Part of the reason I asked was because, as Ms Coogan knows, we do not know about the eventual political decision but there are certainly some who believe the UK should withdraw from the European Convention on Human Rights.

I do not think Senator Byrne is expecting an answer to that particular-----

I do not but it will obviously become a concern if the UK does withdraw. That is what I am flagging.

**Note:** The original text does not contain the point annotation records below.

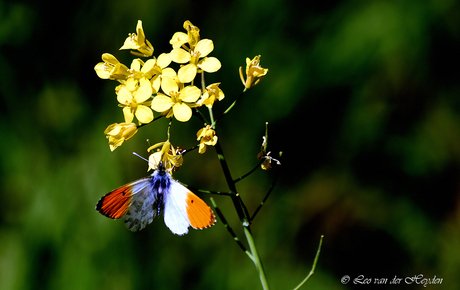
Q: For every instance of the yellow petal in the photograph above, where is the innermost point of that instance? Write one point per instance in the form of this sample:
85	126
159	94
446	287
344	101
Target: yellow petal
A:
156	82
204	46
161	103
140	32
187	73
182	112
128	114
148	65
209	64
178	39
109	58
144	92
168	85
144	114
189	94
163	60
169	72
136	64
102	71
124	97
179	55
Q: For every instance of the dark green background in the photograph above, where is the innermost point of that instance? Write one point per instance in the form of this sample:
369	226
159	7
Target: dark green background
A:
363	98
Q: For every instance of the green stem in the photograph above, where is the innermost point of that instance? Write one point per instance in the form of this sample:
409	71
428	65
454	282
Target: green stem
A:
314	264
243	216
255	255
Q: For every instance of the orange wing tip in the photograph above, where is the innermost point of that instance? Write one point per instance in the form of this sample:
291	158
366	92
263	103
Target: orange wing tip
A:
199	213
115	204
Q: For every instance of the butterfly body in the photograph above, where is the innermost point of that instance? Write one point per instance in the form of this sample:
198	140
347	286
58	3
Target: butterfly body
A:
141	201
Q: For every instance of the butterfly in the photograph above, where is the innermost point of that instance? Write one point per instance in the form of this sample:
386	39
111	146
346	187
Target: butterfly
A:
141	201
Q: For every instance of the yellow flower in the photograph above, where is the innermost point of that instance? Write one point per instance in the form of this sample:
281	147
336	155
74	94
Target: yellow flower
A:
254	72
138	42
197	60
170	156
177	102
211	94
111	68
135	104
151	70
267	163
119	133
191	37
206	136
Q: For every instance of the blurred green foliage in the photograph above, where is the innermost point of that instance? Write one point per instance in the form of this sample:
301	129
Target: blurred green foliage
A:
362	97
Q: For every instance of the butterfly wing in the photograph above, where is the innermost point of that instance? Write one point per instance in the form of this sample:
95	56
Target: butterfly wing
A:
136	201
183	209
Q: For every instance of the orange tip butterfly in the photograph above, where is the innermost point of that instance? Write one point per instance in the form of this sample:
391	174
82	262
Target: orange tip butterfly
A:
141	201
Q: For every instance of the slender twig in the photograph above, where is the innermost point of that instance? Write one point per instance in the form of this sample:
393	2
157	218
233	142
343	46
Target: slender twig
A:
272	186
241	209
243	216
250	172
229	229
313	266
255	254
228	109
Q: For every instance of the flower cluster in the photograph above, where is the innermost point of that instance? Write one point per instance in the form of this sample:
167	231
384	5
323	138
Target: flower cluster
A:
149	88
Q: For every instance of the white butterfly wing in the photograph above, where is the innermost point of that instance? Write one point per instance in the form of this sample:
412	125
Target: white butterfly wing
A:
143	208
175	212
183	209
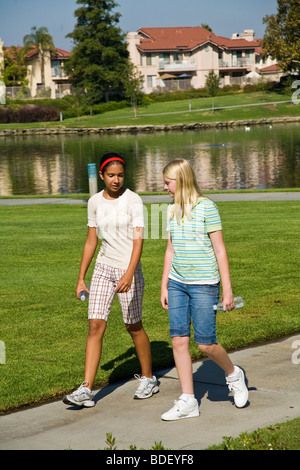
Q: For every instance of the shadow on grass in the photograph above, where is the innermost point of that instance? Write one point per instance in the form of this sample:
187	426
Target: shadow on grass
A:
162	357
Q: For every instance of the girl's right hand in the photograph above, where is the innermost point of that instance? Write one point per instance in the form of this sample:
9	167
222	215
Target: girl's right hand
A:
81	285
164	298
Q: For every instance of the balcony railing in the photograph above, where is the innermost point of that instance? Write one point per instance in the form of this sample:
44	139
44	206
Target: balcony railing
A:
235	63
176	66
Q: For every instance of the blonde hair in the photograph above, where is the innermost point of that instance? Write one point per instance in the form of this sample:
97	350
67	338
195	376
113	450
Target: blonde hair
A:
187	191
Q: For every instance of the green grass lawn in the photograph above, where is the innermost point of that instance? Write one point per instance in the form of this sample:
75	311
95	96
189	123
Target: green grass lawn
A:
44	326
177	112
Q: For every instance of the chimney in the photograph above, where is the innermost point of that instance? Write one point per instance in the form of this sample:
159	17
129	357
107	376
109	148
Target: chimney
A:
248	34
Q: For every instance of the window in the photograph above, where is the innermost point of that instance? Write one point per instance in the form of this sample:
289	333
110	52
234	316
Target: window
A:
177	58
164	57
150	59
151	81
56	70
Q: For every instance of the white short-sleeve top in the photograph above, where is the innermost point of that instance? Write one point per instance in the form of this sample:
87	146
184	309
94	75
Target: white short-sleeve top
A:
115	220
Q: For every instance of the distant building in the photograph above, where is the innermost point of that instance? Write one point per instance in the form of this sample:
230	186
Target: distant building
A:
180	58
56	81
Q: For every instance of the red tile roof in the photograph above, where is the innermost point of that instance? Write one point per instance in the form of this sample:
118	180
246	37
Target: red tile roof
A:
188	38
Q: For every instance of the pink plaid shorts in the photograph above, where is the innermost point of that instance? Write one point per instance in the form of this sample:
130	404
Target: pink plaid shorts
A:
103	289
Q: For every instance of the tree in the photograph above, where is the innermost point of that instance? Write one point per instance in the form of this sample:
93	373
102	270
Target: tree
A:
282	36
100	54
133	82
15	70
42	41
212	85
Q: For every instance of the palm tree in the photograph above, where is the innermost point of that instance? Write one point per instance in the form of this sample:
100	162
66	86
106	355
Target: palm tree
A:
42	41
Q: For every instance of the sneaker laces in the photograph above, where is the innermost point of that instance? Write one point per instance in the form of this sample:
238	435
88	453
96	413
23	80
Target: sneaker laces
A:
144	381
81	389
234	386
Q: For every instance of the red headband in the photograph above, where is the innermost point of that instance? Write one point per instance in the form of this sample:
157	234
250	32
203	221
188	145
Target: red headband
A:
111	160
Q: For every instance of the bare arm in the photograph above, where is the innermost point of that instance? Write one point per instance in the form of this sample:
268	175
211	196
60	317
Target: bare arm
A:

I thank the Senator. That brings our meeting to an end. All members who were offering have come in and asked questions. On behalf of the committee, I sincerely thank Mr. O'Dwyer and Ms Cannon for attending today's meeting and engaging with our committee. There was a very wide range of questions put to their office and they have answered all of them with great knowledge and depth. We really appreciate it and it will be extremely helpful to us in the preparation of our final report. It is one of those niche issues that perhaps has not fully grabbed the attention of the public but is really important to the operation of everything in our daily lives. I thank Mr. O'Dwyer and Ms Cannon for all the information they have given the committee this afternoon.

Mr. John O'Dwyer

I wish to thank the committee for the opportunity to meet with it. We are more than happy to come back if there is any particular issue members wish to discuss further, particularly as the adequacy decision progresses through the system.

I thank Mr. O'Dwyer, that is much appreciated. We may very well look for that engagement further down the line once we see what comes out in the next number of months. I thank members and witnesses for their attendance.

The select committee adjourned at 4.02 p.m. until 3 p.m. on Monday, 8 March 2021.